The one thing that kept me going was my faith in God. I believed that no matter what I was going through, he was there for me, and no matter how everything turned out, I would still have him by my side.

Lifestyle changes during the treatment

One thing I did was focus on what I was eating and when. I knew many people faced acid reflux issues with chemotherapy, so I made sure I did not eat anything too spicy late at night. And another thing was to make sure I was drinking enough water to flush out all the toxins from the chemotherapy.

My preferences kept changing from cycle to cycle, and although the options were very few, I ensured I was eating right. It is a journey of listening to your body’s needs and providing it with the necessary things. 

My top three learnings from this journey

The first thing would be to let people express their feelings and let them help you if you can.
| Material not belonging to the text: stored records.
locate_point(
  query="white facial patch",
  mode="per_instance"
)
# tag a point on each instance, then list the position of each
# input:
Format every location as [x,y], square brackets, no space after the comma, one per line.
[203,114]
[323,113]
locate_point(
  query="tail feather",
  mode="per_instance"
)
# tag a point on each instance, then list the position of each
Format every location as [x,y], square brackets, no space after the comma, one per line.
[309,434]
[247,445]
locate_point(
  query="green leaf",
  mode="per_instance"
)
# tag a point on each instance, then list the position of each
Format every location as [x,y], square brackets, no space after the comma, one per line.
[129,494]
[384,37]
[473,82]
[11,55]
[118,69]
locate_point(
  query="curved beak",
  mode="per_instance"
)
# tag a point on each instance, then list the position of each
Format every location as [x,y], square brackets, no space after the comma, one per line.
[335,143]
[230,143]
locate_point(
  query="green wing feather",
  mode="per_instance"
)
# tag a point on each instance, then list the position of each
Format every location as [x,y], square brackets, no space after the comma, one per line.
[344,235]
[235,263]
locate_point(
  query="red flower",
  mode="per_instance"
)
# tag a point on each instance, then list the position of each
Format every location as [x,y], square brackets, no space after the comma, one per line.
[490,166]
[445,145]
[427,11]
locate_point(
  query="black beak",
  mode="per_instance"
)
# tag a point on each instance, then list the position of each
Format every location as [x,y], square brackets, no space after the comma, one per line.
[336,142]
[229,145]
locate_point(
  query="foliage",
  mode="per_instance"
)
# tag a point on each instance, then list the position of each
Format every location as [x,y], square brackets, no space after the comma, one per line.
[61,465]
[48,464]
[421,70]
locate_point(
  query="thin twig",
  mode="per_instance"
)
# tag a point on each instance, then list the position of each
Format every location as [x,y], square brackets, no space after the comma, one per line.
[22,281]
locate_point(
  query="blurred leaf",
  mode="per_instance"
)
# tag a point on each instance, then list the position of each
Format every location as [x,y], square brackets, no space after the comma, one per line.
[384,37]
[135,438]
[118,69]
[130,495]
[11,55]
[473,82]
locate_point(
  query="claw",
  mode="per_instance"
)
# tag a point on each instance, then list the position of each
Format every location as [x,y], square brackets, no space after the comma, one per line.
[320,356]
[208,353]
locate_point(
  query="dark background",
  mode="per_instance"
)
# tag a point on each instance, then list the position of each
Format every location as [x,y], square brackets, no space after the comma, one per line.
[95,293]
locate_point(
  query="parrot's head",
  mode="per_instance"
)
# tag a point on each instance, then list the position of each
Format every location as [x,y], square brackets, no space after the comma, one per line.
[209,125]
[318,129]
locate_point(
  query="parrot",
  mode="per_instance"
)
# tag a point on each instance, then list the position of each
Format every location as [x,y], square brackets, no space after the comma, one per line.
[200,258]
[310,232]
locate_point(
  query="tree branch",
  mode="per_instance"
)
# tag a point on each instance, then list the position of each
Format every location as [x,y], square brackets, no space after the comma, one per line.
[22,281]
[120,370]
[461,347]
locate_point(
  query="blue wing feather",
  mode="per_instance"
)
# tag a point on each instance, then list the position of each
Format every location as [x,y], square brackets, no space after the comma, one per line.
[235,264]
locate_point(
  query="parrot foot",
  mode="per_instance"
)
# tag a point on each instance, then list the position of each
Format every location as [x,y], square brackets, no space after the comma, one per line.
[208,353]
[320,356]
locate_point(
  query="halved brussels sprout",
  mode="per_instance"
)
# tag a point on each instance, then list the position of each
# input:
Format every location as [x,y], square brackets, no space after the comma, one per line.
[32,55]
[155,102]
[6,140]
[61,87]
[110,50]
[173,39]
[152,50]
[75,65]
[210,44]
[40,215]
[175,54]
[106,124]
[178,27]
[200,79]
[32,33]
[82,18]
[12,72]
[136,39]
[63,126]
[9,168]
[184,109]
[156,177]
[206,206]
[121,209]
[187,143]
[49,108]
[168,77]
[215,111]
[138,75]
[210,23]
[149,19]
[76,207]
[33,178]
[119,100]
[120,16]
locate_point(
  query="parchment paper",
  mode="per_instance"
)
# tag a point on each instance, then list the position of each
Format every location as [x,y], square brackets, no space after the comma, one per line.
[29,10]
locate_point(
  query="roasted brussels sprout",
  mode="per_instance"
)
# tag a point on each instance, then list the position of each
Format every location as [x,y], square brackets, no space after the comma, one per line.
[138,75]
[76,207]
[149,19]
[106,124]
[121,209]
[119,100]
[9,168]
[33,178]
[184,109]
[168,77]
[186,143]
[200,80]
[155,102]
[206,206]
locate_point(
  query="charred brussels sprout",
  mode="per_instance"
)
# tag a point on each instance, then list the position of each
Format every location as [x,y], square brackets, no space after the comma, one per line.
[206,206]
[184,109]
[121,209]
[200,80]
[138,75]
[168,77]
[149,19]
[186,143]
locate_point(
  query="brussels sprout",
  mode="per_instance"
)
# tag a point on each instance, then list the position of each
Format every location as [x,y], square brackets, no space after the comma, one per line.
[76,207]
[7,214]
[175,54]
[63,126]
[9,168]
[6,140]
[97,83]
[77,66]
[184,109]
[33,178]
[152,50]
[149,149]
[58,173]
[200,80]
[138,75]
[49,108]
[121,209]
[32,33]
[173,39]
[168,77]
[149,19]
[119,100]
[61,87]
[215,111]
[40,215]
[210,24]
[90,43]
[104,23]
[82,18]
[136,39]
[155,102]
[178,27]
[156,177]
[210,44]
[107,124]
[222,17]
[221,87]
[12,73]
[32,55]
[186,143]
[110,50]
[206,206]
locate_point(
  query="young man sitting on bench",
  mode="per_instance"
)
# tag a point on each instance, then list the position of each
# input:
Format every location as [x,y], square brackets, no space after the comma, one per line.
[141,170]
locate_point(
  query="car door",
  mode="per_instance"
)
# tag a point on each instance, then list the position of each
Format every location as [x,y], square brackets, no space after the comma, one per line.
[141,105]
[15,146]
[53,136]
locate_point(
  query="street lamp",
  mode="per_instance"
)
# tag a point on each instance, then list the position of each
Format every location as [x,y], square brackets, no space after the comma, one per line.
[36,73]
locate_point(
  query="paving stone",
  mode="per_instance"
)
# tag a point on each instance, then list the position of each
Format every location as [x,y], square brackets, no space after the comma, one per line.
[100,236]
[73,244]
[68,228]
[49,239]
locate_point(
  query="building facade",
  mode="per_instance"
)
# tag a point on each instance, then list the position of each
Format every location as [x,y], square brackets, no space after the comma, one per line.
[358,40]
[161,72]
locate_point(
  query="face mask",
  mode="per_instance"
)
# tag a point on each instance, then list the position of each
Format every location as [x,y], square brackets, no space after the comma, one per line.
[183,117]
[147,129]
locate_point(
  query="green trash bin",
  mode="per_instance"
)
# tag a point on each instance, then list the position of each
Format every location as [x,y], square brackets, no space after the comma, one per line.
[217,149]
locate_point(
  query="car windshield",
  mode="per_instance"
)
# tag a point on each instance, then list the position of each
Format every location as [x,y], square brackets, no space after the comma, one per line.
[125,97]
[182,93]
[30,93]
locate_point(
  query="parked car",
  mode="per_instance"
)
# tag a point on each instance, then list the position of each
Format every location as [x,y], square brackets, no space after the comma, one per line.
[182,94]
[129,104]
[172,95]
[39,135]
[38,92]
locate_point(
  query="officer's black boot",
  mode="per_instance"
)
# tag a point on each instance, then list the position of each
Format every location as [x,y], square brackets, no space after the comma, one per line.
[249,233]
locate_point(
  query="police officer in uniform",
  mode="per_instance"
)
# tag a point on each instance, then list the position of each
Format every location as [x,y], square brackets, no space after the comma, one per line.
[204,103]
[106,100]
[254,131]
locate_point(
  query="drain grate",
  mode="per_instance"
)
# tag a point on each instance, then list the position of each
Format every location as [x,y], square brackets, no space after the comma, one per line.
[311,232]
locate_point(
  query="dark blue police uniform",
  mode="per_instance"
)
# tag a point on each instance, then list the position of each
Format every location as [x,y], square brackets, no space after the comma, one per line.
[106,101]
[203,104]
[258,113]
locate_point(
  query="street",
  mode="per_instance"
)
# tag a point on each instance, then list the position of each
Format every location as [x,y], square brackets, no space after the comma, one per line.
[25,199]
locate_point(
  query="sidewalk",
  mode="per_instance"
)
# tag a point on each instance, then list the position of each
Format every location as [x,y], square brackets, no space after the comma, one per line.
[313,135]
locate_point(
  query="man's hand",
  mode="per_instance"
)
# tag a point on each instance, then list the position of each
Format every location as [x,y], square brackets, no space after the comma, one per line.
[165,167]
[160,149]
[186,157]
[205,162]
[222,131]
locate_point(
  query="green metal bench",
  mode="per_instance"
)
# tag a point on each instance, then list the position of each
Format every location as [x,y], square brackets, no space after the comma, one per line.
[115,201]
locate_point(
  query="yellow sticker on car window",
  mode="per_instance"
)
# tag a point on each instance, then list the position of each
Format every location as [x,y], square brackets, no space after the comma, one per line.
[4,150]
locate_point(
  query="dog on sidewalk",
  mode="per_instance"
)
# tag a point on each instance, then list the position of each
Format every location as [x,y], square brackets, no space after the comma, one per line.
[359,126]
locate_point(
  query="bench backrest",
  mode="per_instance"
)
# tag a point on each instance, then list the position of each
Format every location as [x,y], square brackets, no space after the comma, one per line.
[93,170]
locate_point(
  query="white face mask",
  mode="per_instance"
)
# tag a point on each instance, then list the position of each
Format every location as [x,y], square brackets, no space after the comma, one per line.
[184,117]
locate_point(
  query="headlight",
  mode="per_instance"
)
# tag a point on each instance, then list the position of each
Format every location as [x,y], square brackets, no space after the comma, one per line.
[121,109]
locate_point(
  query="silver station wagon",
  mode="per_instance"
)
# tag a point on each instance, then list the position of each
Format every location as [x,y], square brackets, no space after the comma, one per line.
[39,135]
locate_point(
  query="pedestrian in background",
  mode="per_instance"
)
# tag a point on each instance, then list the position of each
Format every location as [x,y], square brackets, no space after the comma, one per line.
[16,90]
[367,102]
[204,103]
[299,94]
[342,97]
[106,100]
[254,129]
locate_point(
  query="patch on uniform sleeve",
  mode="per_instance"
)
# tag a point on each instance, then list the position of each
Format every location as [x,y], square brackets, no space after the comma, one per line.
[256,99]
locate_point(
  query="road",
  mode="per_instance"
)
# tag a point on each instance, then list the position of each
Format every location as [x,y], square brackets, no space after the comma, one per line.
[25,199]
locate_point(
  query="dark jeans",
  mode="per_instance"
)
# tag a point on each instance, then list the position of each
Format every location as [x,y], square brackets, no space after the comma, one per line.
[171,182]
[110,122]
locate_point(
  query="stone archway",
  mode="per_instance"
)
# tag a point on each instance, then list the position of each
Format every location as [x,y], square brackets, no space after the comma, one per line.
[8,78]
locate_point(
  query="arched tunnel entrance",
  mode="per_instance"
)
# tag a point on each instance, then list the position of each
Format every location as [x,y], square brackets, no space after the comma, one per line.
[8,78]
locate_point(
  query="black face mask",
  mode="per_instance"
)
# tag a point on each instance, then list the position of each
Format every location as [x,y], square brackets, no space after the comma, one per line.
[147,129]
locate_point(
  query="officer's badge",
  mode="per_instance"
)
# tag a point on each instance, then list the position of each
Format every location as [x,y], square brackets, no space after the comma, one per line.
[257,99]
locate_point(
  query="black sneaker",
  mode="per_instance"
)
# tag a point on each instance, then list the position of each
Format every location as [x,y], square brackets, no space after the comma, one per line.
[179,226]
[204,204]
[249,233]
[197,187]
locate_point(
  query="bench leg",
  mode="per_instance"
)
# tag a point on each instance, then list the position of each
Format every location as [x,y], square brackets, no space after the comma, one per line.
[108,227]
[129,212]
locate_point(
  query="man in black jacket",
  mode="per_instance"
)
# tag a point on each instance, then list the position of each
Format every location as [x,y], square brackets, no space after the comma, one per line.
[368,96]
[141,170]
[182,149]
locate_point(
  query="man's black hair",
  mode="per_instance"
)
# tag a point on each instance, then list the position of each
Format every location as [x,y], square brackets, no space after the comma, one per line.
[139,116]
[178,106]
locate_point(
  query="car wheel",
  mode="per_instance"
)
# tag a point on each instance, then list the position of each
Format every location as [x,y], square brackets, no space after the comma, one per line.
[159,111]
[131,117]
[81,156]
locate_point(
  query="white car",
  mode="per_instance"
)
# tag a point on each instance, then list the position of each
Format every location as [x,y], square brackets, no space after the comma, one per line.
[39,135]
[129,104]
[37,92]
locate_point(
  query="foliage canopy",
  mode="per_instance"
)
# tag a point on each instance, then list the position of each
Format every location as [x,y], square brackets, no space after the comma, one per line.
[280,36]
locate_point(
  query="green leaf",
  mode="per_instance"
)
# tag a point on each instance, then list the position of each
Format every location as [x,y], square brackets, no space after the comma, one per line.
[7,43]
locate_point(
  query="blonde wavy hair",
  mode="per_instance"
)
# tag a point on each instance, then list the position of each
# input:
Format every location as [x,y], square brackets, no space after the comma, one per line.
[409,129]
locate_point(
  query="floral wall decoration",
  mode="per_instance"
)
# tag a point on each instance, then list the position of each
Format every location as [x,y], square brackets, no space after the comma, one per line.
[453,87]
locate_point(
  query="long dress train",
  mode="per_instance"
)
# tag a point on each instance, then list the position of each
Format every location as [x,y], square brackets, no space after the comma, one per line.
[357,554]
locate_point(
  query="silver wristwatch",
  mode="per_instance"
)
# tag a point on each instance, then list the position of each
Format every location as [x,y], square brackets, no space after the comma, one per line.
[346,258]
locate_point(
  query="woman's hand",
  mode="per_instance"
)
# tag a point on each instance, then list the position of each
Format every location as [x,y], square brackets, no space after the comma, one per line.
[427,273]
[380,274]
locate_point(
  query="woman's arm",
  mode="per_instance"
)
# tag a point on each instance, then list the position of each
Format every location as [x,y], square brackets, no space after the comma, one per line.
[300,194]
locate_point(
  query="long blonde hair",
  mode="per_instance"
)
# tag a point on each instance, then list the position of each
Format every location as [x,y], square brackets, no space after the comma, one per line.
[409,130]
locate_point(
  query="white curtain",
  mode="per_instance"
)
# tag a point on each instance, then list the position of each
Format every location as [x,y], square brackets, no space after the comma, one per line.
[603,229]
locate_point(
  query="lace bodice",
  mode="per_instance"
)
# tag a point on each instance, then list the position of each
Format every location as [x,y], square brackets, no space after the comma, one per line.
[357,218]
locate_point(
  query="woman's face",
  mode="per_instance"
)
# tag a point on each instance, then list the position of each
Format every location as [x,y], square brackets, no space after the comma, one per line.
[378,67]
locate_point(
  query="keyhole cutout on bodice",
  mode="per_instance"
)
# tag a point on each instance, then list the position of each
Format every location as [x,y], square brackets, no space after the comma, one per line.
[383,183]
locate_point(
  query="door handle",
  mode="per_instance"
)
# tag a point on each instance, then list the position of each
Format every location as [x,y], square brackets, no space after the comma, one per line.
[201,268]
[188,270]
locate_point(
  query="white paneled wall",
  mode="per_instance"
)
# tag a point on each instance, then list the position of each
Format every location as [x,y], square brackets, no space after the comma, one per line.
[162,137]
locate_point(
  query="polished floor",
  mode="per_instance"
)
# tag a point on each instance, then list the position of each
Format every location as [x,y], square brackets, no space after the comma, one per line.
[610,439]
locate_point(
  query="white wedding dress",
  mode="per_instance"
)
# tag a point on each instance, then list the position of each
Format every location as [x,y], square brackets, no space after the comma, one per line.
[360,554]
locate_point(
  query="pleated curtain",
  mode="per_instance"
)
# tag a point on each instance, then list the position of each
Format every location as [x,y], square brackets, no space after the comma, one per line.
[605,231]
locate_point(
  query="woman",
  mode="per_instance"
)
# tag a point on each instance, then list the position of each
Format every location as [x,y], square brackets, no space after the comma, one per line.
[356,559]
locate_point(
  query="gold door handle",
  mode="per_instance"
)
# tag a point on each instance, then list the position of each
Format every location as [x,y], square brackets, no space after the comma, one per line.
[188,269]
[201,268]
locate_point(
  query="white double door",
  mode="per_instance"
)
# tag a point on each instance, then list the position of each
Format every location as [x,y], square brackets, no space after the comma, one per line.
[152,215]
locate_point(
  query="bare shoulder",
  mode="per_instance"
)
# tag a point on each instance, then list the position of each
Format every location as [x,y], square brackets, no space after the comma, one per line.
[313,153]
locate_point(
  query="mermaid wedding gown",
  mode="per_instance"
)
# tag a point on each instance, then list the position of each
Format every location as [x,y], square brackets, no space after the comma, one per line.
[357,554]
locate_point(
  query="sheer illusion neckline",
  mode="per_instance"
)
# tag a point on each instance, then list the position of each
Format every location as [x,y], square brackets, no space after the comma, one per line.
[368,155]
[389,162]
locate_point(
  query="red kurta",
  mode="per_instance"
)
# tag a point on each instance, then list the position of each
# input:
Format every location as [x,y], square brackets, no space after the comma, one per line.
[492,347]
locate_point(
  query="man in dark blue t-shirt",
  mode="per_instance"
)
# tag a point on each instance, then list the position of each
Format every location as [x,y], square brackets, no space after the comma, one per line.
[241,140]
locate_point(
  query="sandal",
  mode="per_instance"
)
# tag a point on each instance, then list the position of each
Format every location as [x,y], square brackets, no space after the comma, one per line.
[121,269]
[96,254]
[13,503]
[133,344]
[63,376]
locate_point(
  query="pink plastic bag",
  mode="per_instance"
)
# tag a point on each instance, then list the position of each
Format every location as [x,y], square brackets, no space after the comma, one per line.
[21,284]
Because a lot of people around feel helpless when it comes to diseases like this and want to be of whatever help they can, and sometimes the small things to us might be a huge thing to them, so let them help you in any way they can.

The second would be to ensure you get out of the house regularly. It is easy to get caught up in the process and not notice the walls closing in until too late, so it is good to take a break occasionally.

The third thing is that it is okay to feel how you feel. Even the negative emotions that seem unnecessary are how your mind and body process the journey; if you don’t let them out, they can stay inside for a long time. So feel the feelings and let it all out.  

My message to cancer patients and caregivers

There is always hope. Hang on to it and live each day with it. Don’t let it go just because the doctors gave you time. They are just a few educated people working with the tools at hand, but you are an individual capable of more. Have hope and fight for it.